What follows is mostly presented as first output–unedited except for grammar–observations. I had the privilege of meeting most of the crew, albeit for brief, sometimes single instances. Some of my impressions are certainly flavored with stories Michael brought home and his own feelings for the crew members.
I don’t remember having any specific expectations when I first started meeting the different professionals. Right away, I was touched by their camaraderie. They seemed to share a genuine respect and affection for one another. From Michael’s accounts, they were certainly accomplished and outstanding partners in the project.
For people who I met and actually spoke with for more than 30 seconds, I give about a paragraph.
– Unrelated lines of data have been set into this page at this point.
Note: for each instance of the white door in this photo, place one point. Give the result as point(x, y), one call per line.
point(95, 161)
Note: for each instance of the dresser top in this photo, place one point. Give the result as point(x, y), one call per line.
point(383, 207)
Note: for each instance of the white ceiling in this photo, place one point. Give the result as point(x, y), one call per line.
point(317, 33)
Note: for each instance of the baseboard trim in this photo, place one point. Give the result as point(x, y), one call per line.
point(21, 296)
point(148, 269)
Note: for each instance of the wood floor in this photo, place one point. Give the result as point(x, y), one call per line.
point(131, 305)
For others, I simply was not in the right place at the right time to say more than ‘hello, nice to meet you.’ However, I can tell you that Michael felt a fondness for and respected them all. I list as many names as I can remember. Hopefully, anyone I leave out will return for season 2…
This is shared simply as a way to say “thank you” to a group of professionals that agreed to take on the project, Comic Book Men, for its first season. Though by no stretch of the imagination can I claim to know them, just being around them for the short time I got was enough to open up a whole new way of looking at the world for me, and for that, and all their work, I am grateful.
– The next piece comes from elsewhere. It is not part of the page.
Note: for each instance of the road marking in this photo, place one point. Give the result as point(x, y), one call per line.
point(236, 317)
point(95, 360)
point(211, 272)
Safa I met on two occasions, once in the store, very briefly and again at the wrap party where I sat with him for about two hours. Big, open smile, eyes that flash with intelligence and something harder to read—maybe the energy of a struggle. Michael went to see him do a stand up comedy routine at Red Bank’s The Dublin House and told me later Safa was by far the funniest, and could certainly have held his own on any stage. He has an entertainer’s charisma. Safa was #2 camera.
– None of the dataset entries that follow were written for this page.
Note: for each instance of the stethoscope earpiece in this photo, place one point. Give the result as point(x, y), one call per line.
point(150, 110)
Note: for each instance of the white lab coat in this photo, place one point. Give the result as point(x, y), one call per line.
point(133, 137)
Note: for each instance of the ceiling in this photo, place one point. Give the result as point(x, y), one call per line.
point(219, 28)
“The Sound Guy” is how Michael would refer to him, and I could tell when I met him that when Tom is in charge of sound for your show, you have nothing to worry about. It will be great. Also, I found him warm and sincerely welcoming the handful of times I ran into him coming in and out of the shop and during the wrap party. Michael enjoyed sharing stories about Tom, about his sense of humor and expansive knowledge of pop culture. Tom starred on a couple of episodes of I Sell Comics (podcast hosted by Michael and Ming Chen) and they all had a blast.
I met Ronnie once, during a rare visit (as opposed to a drive-by) to the shop while they were filming. Ronnie had just announced he was leaving the project to take on more responsibility (and hopefully exciting recognition) in his writing career. I could see immediately why Michael’s face softened and he smiled every time he mentioned Ronnie. He’s got a gentleness and a serenity that made me feel grateful I got the chance to stand across the counter from him. Ronnie worked on the set assisting Jeremy the director of photography.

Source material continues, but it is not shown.